All of the files related to messing about with a voice assistant, based on gerganov's marvellous whisper.cpp, running on an 8 gigabyte Raspberry Pi 5 equipped with a Codec Zero audio board.
After getting quite a long way with this (using whisper.cpp for voice input, Piper TTS for voice output, and incorporating a heavily quantized version of DeepSeek as the LLM), it became clear that, fun though a local LLM is, it is always going to be poor in reliability-of-response terms versus the cloud and the key thing one wants from a voice assistant is integrations with other things. It turns out that Home Assistant, designed to be run on a Pi, uses whisper.cpp and Piper TTS for its voice interface and, of course, Home Assistant is designed with integrations in mind.

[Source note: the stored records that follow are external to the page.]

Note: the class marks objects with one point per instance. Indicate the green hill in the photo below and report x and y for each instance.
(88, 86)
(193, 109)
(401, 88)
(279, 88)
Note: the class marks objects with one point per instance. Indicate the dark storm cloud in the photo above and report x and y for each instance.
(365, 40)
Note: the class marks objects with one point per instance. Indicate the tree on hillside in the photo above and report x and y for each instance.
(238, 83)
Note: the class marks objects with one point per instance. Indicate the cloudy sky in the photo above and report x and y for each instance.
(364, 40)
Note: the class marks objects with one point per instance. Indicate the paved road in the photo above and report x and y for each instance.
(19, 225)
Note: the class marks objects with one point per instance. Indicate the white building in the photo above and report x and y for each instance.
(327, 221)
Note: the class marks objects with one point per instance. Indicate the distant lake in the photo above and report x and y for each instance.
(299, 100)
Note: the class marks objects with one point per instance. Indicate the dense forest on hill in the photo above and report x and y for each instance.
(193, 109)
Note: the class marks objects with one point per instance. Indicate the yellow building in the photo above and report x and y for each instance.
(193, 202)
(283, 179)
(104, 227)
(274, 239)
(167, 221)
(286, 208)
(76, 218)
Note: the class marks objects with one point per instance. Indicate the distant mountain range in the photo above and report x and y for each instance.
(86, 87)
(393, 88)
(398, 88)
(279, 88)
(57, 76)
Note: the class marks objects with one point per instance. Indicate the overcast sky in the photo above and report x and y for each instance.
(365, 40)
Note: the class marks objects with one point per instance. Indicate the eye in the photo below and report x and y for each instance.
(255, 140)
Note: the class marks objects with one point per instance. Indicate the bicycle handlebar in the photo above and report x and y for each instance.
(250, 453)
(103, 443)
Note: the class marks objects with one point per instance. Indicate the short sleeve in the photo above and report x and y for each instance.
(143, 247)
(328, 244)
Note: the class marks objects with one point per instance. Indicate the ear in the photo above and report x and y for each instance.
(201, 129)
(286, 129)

The down-side of Home Assistant is that it is an OS, not an application, it needs to own the entire machine. So I put the SD card with all of the stuff below to one side and tried the Home Assistant route instead.
Use the Raspberry PI Imager to write the headless Raspbian distribution for a Pi 5 to SD card (with SSH access enabled and your Wifi details pre-entered for ease of first use). Insert the SD card into the Pi 5, plug the audio board onto the Pi 5 header, wire a small speaker to the speaker output terminals of the audio board (good enough for testing) and power up the Pi.
ssh (or PuTTY if you prefer) is used to access the Pi and sftp (or FileZilla if you prefer) is used to exchange files with the Pi, so make sure that both of those work to access the Pi from another computer on your LAN.
Log into the Pi over ssh. Make sure the Pi is up to date with:
sudo apt update
sudo apt upgrade
To avoid future hassles with Python "externally managed environments", create and activate a virtual Python environment to work in:
python -m venv cerberus-env --system-site-packages
source cerberus-env/bin/activate
Note: --system-site-packages allows the cerberus-env virtual environment to see the system-wide Python packages; if you later want to install a package locally in the virtual environment, overriding a system one, use pip install --ignore-installed blah.
Set the Pi up to use the audio settings from the audio board by entering:
sudo nano /boot/firmware/config.txt
...and putting a # before the dtparam entry like so:
#dtparam=audio=on
Then CTRL+X, Y and <enter> to save the file and sudo reboot to restart the Pi with this new setting.
ssh into the Pi once more and run the following command:
grep -a . /proc/device-tree/hat/*
If the vendor entry says "IQaudIO Limited" (as opposed to "Raspberry Pi Ltd") then edit /boot/firmware/config.txt once more and add the following just after the #-ed out dtparam=audio=on line:
# Some magic to prevent the normal HAT overlay from being loaded
dtoverlay=
# CodecZero overlay for IQAudIO board
dtoverlay=rpi-codeczero
Save the file, sudo reboot and then ssh into the Pi once more.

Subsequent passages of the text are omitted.